Dari dalam kelas, mata pak bakar sudah melotot seakan ingin segera meloncat menuju ku. sekarang tubuhku terasa tegang, di setiap kali pak bakar melangkah mendekati ku.

"David, bukannya langsung masuk ini malah mondar-mandir di luar." Tegur pak Bakar yang tubuhnya berada di ambang pintu kelas.

Aku meneguk air liur dengan pelan, akhirnya aku pun menunjukkan satu keahlian ku, yaitu dengan sedikit menunduk kepala dan menunjukkan wajah berpura pura sedih. Mungkin Pak Bakar tak akan memberiku ceramah.

Kilat menyambar otakku saat ini, sepintas ide licik muncul dalam kepala. "David takut pak, kalau bapak nanti marah. Mendingan disini aja." Bohongku dengan nada bicara sedikit rasa bersalah. Aku mengucapkan kalimat yang sebenarnya aku sangat jijik mengatakannya.

"Bapak sudah bilang, kalau tugasmu selesai kamu langsung masuk kedalam kelas bukan malah di luar sini.
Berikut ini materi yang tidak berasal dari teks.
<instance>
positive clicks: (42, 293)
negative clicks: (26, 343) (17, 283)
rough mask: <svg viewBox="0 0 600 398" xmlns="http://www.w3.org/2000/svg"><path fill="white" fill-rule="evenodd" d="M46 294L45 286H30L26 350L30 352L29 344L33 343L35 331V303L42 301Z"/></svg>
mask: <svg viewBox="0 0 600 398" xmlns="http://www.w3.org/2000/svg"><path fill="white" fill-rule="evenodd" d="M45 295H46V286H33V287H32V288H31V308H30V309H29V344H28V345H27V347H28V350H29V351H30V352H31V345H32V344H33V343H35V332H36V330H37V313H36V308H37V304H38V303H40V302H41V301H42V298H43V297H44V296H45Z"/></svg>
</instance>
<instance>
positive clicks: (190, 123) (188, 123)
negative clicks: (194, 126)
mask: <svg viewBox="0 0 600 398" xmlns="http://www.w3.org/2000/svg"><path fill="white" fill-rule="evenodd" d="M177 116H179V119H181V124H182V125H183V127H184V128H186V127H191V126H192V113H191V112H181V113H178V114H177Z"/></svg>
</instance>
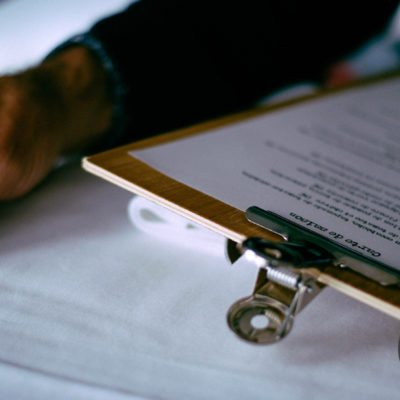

Sekarang masuk!" kata Pak Bakar dengan mata melotot ke arah ku.

Dengan langkah kaki gemetar serta gugup, aku langsung masuk kedalam kelas. Dan duduk di sebelah Imam. Aku membuang muka ketika Imam menatapku.

Dan pelajaran pun berlanjut sampai bel berbunyi nyaring.

....

bersambung...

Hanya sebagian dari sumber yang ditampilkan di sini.